Environmental exposure – intoxications (poisonings).

Other causes

  • Barrier disorder – another hypothesis is that there may be a barrier disorder between the intestinal lumen and the organism in some Crohn’s disease patients. This allows intestinal bacteria to invade the intestinal wall and cause inflammation (gastrointestinal infections), further damaging the intestinal wall.

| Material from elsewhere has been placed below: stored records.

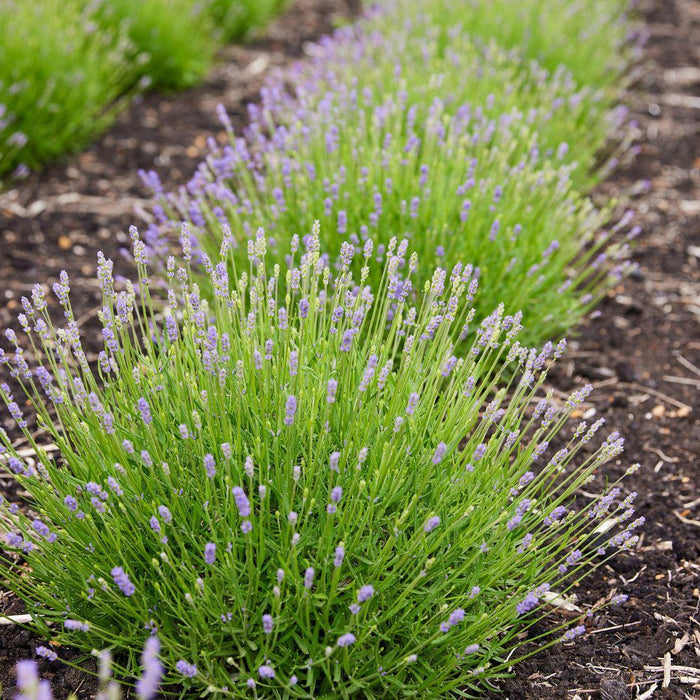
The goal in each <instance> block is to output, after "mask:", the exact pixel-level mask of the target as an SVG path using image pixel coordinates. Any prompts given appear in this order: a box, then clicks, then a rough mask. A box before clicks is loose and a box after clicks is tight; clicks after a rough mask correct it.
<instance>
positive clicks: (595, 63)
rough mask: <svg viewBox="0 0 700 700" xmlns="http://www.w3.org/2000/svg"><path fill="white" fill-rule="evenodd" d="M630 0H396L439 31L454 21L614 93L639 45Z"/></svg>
mask: <svg viewBox="0 0 700 700" xmlns="http://www.w3.org/2000/svg"><path fill="white" fill-rule="evenodd" d="M631 6H632V2H630V0H522V1H520V0H519V1H518V2H513V0H456V1H455V0H431V1H430V2H428V3H424V2H416V1H415V0H413V1H412V0H408V1H407V2H402V3H401V7H402V10H401V11H402V13H406V14H408V15H410V16H411V17H413V18H420V17H424V16H426V15H427V16H429V17H430V21H431V22H432V23H434V24H435V25H437V26H439V27H440V28H441V30H442V31H443V32H444V34H445V35H448V34H449V32H450V31H451V30H452V29H453V28H454V27H455V26H456V25H457V26H463V27H465V28H468V30H469V32H470V33H471V34H472V35H473V36H478V37H482V38H485V39H487V40H491V39H494V40H496V41H497V42H498V43H499V44H500V45H501V46H503V47H505V48H508V49H514V50H515V51H517V52H518V53H519V54H520V55H522V56H525V57H527V58H530V59H534V60H536V61H537V62H538V63H540V65H542V66H543V67H544V68H546V69H547V70H549V71H556V70H557V69H559V67H560V66H565V67H566V68H567V70H568V71H570V72H571V74H572V75H573V76H574V79H575V80H576V82H577V84H578V85H580V86H591V87H593V88H605V89H609V90H611V91H612V92H613V93H614V94H619V91H620V87H621V85H622V84H624V78H625V73H626V72H627V70H628V69H629V66H630V62H631V61H633V60H634V58H635V56H637V55H638V49H639V46H638V45H637V44H636V43H634V42H633V41H631V39H632V38H633V36H634V35H635V32H636V27H635V25H634V24H633V22H632V20H631V18H630V16H629V11H630V8H631Z"/></svg>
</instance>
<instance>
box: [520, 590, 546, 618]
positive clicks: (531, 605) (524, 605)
mask: <svg viewBox="0 0 700 700" xmlns="http://www.w3.org/2000/svg"><path fill="white" fill-rule="evenodd" d="M539 602H540V600H539V597H538V595H537V593H535V592H534V591H530V593H528V594H527V595H526V596H525V597H524V598H523V599H522V600H521V601H520V602H519V603H518V604H517V605H516V606H515V611H516V612H517V613H518V615H524V614H525V613H528V612H530V610H534V608H536V607H537V604H538V603H539Z"/></svg>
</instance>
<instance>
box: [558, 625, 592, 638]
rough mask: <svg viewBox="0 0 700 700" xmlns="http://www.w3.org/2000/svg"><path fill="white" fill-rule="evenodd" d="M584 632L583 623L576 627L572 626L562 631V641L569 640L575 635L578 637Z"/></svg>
mask: <svg viewBox="0 0 700 700" xmlns="http://www.w3.org/2000/svg"><path fill="white" fill-rule="evenodd" d="M585 633H586V628H585V626H584V625H578V626H576V627H572V628H571V629H570V630H566V632H564V636H563V637H562V641H564V642H570V641H572V640H574V639H576V637H580V636H581V635H582V634H585Z"/></svg>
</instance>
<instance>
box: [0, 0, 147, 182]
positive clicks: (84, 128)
mask: <svg viewBox="0 0 700 700" xmlns="http://www.w3.org/2000/svg"><path fill="white" fill-rule="evenodd" d="M83 5H84V3H83V2H82V1H81V0H66V1H65V2H63V1H62V2H58V0H41V1H38V0H7V2H3V3H2V4H0V104H2V105H4V111H3V114H4V118H5V119H7V120H8V121H9V120H10V119H11V122H9V124H7V125H6V126H5V128H4V129H0V176H1V175H6V174H10V173H12V172H13V171H15V169H16V168H17V167H18V166H20V165H22V168H21V170H20V172H21V171H23V170H24V169H25V168H27V167H29V168H34V167H36V166H38V165H40V164H42V163H44V162H46V161H47V160H50V159H52V158H56V157H57V156H59V155H62V154H63V153H65V152H66V151H70V150H73V149H75V148H79V147H80V146H83V145H84V144H85V143H86V142H87V141H88V140H89V139H90V138H91V137H92V136H94V135H95V134H96V133H99V131H100V130H101V129H103V128H104V127H105V125H106V124H108V123H109V121H110V120H111V119H112V118H113V116H114V114H115V111H116V109H117V107H118V106H119V102H118V100H119V98H120V96H122V95H123V94H124V92H125V90H126V89H127V87H128V85H129V84H130V83H131V82H133V75H132V73H131V69H130V67H129V66H128V63H127V61H126V59H125V51H126V48H127V43H126V40H125V38H124V36H123V35H122V34H121V33H119V32H116V33H114V34H112V35H109V36H108V35H103V34H101V33H100V32H98V31H97V30H96V27H95V25H94V23H92V22H91V21H90V17H89V15H88V13H86V12H85V11H84V8H83ZM0 118H2V117H0Z"/></svg>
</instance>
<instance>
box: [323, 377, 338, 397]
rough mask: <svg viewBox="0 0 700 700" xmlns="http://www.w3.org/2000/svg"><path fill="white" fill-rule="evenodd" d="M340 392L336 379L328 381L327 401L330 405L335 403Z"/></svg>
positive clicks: (327, 387) (337, 383)
mask: <svg viewBox="0 0 700 700" xmlns="http://www.w3.org/2000/svg"><path fill="white" fill-rule="evenodd" d="M337 392H338V382H337V381H336V380H335V379H329V380H328V387H327V394H326V401H327V402H328V403H335V395H336V393H337Z"/></svg>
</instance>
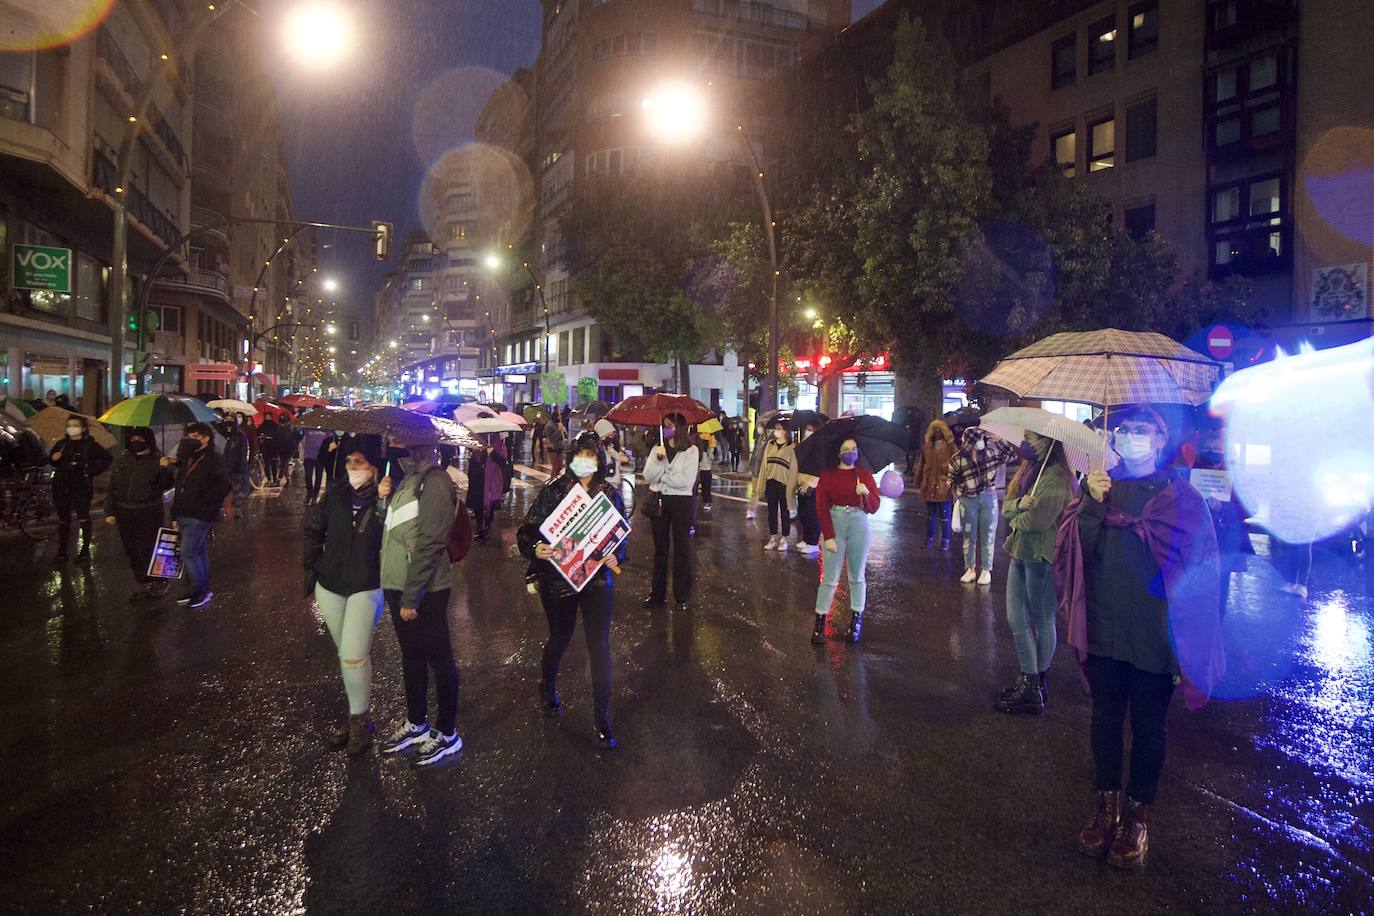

  • Cytokines are produced by all cells in the intestinal wall, act on the mucosal immune system, and – by promoting inflammatory processes – are significantly involved in clinical symptoms, such as fibrosis development, edema, fever, weight loss, as well as underweight. Cytokines activate neutrophil granulocytes, which subsequently migrate from the capillary region and enter the intestinal wall in high numbers. There they release increased eicosanoids (inflammatory mediators), damage the intestinal mucosa and increase the risk of infection.